Single cell transcriptome analysis of proprioceptive muscle afferents. Single cell transcriptome analysis of proprioceptive muscle afferents

We report on the single cell RNA sequencing of genetically identified adult, neonatal, and embryonic proprioceptors. High depth sequencing data was acquired for all developmental time points using plate-seq. For adult proprioceptors, bioinformatics analysis identified five molecularly distinct subsets. At least two of these subsets have been validated to correspond to group Ia muscle spindle afferents and group Ib GTO afferents, respectively. Overall design: Proprioceptors were labeled using intersectional genetic tools and fluorescently labeled neurons were isolated using fluorescence activated cell sorting (FACS). Neurons were directly deposited in lysis buffer in 96-well plates and subjected to RNA isolation, cDNA generation, library preparation and single cell sequencing. Single proprioceptor transcriptomes were filtered for high quality cells (>2000 UMI's), and limited satellite cell contamination (<10% Apoe).
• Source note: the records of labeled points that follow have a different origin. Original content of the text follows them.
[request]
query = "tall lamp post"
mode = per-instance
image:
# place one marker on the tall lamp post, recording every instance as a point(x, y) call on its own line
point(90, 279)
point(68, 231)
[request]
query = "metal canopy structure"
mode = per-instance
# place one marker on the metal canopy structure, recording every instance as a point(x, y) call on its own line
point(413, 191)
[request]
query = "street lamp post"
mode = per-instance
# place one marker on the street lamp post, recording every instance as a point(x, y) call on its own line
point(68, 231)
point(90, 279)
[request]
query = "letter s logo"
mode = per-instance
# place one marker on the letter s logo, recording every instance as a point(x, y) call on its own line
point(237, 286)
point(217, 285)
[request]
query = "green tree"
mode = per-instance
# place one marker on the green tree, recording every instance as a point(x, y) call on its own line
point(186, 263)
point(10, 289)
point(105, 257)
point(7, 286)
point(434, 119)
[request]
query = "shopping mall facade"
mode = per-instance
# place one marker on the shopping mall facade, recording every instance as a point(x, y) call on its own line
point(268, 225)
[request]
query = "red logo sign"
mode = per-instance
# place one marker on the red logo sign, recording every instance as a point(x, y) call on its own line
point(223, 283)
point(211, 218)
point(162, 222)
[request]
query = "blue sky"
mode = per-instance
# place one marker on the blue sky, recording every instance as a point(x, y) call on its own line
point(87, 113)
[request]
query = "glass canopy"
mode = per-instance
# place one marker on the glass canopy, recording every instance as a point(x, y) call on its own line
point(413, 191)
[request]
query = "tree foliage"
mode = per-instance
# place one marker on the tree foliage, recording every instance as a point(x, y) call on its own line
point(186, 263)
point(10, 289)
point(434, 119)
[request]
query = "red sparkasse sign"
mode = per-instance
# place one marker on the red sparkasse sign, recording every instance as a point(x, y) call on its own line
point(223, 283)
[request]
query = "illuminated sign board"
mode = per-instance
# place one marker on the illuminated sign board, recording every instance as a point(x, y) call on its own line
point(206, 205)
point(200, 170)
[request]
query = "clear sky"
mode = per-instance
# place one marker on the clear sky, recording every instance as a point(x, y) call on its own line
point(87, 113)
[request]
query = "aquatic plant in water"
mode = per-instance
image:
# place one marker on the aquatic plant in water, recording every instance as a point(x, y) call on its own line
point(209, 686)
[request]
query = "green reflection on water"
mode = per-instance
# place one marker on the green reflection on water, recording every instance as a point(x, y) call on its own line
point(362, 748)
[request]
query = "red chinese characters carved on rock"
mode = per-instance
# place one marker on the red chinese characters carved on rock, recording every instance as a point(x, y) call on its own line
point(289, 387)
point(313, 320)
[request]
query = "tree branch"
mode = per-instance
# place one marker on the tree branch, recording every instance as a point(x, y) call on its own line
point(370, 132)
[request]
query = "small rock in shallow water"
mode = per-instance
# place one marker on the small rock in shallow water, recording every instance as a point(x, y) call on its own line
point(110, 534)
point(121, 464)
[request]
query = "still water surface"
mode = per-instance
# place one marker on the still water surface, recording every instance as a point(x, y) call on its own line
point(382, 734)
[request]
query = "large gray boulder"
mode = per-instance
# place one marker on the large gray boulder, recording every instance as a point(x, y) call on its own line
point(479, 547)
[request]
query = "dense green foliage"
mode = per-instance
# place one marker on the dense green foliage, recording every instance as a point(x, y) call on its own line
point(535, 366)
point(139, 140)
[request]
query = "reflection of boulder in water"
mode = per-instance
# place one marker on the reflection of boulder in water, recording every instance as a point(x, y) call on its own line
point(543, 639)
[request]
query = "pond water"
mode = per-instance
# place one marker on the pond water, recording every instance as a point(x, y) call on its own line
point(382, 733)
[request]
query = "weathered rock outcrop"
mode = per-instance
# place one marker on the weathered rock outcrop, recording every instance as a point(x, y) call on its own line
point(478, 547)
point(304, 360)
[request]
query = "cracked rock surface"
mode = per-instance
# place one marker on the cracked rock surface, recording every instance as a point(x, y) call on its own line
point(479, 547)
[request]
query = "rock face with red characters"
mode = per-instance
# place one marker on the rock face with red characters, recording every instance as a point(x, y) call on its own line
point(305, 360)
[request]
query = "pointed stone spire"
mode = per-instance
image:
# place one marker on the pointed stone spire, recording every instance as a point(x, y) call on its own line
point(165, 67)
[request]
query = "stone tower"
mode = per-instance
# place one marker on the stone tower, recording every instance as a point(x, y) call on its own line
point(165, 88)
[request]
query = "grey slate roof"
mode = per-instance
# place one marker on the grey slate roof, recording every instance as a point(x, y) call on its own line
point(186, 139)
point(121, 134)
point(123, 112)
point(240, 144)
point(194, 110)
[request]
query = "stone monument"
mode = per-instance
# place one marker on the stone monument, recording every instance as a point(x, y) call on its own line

本研究报道了经遗传学鉴定的成年、新生及胚胎本体感受器的单细胞RNA测序（single cell RNA sequencing）相关数据。本研究采用板测序（plate-seq）技术，为所有发育时间节点的样本获取了高深度测序数据。针对成年本体感受器，通过生物信息学分析鉴定出5个分子特征各异的亚型，其中至少两个亚型经验证分别对应Ia类肌梭传入神经元与Ib类高尔基腱器官（Golgi Tendon Organ, GTO）传入神经元。 实验整体设计：本体感受器通过交集遗传学工具完成标记，随后利用荧光激活细胞分选（fluorescence activated cell sorting, FACS）分离得到荧光标记的神经元。将神经元直接接种于96孔板的裂解缓冲液中，随后依次进行RNA提取、cDNA合成、文库制备及单细胞测序。对单个本体感受器转录组进行质量过滤，筛选出UMI计数大于2000的高质量细胞，且卫星细胞污染率受控（Apoe基因占比<10%）。